Scorpius s'interrompit brièvement, cherchant ses mots. Le silence était tout aussi intense, mais dénué de haine.

- Pourtant, mon père a survécu, reprit-il alors. Il aurait pu remplir la mission du Seigneur des Ténèbres, finalement, mais il y a renoncé. Il en a été incapable. Il aurait pu dénoncer Harry Potter lorsque ce dernier a été trainé devant lui prisonnier, mais il en a été incapable. Alors à l'issue de la guerre, mon père a survécu, et pour le remercier de son honnêteté, pour le consoler du sort terrible qu'il subissait depuis deux longues années, il a été envoyé en prison. Ses parents ont subi le Baiser du Détraqueur, tous les deux. Tout ce qu'ils possédaient, toute leur fortune, leur héritage, cette maison, tout leur a été confisqué. A sa sortie de prison, mon père a été jeté à la rue sans un sou, et pratiquement sans aucun droit sur cette terre. Pas même celui de travailler.

Scorpius fit une pause ici. Il était temps d'aborder sa partie de l'histoire :

- Quelques années plus tard, je suis venu au monde, sous le nom de Malefoy. J'ignorais tout de ce que mon père avait fait ou de ce que pouvait bien signifier mon nom. Je n'ai pas tardé à l'apprendre. On a assassiné ma mère avant que je ne sache lire et compter. On a abandonné l'enquête sur sa mort, comme s'il s'était agi d'un vulgaire vol à la tire. Lorsque je suis entré à Poudlard, je n'attendais rien de ce monde, seulement qu'il me laisse tranquille, et cela encore, c'était trop demandé. Je n'aurais jamais imaginé me retrouver devant vous ici ce soir.

Scorpius secoua la tête :

- Je n'ai pas de rancœur en moi. Je suis heureux de vous avoir tous ici, avec moi. Et je vous le dis avant toute chose : je ne souhaite pas m'engager sur le chemin de la violence avec vous. Vouloir se venger, vouloir faire payer tous ceux qui m'ont fait du mal, ce serait reproduire exactement le même schéma que celui que nous tentons de renverser aujourd'hui. Les opprimés d'hier deviendraient les bourreaux d'aujourd'hui. Je ne le souhaite pas. Personne ne devrait souhaiter la violence pour ses enfants, ses amis, son peuple...

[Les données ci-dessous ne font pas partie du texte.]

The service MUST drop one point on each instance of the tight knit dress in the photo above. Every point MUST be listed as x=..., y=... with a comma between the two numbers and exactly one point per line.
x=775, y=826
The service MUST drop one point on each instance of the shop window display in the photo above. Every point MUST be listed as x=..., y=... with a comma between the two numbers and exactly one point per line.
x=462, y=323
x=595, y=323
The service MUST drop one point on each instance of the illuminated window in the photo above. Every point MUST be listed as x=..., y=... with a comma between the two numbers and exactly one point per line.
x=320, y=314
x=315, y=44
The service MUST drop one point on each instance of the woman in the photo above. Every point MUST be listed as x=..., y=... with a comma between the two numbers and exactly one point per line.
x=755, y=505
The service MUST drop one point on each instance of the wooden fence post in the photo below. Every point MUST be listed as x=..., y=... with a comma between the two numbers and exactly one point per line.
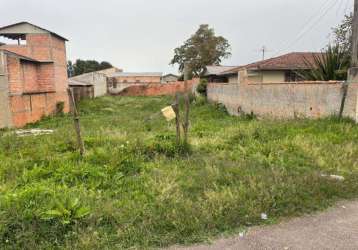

Scorpius sentit sa gorge se serrer, ému malgré lui par ses propres paroles :

- Je ne suis pas parfait, loin de là, s'entendit-il dire. Je n'en ai jamais eu la prétention, et le fait d'être une victime ne fait pas de moi le candidat idéal pour ce poste. Si vous examinez mon passé, vous verrez que j'ai un casier judiciaire, pour avoir tabassé Hugo Weasley lorsque nous étions adolescents, presque à mort. C'est de cet évènement que découle la tentative de viol dont vous avez tant entendu parler...

Des cris de colère se firent entendre à ces mots, mais Scorpius les fit taire :

- Je souhaite construire avec vous un avenir dépourvu de tout cela. Hugo et moi ne nous serions sans doute jamais affrontés de la sorte dans un contexte différent. Je refuse d'être le dirigeant d'une société qui conduit deux jeunes hommes à s'agresser et s'entretuer.

Un profond silence recueillit ses paroles, presque religieux. Les gens semblaient saisis, et touchés, par son approche des choses. Scorpius sentit qu'il avait dit tout ce qu'il avait à dire :

- A présent, vous savez qui je suis, conclut-il. Je veux le meilleur pour ce pays, comme n'importe lequel d'entre vous. Je serais honoré d'avoir votre confiance, et votre soutien dans cette tâche.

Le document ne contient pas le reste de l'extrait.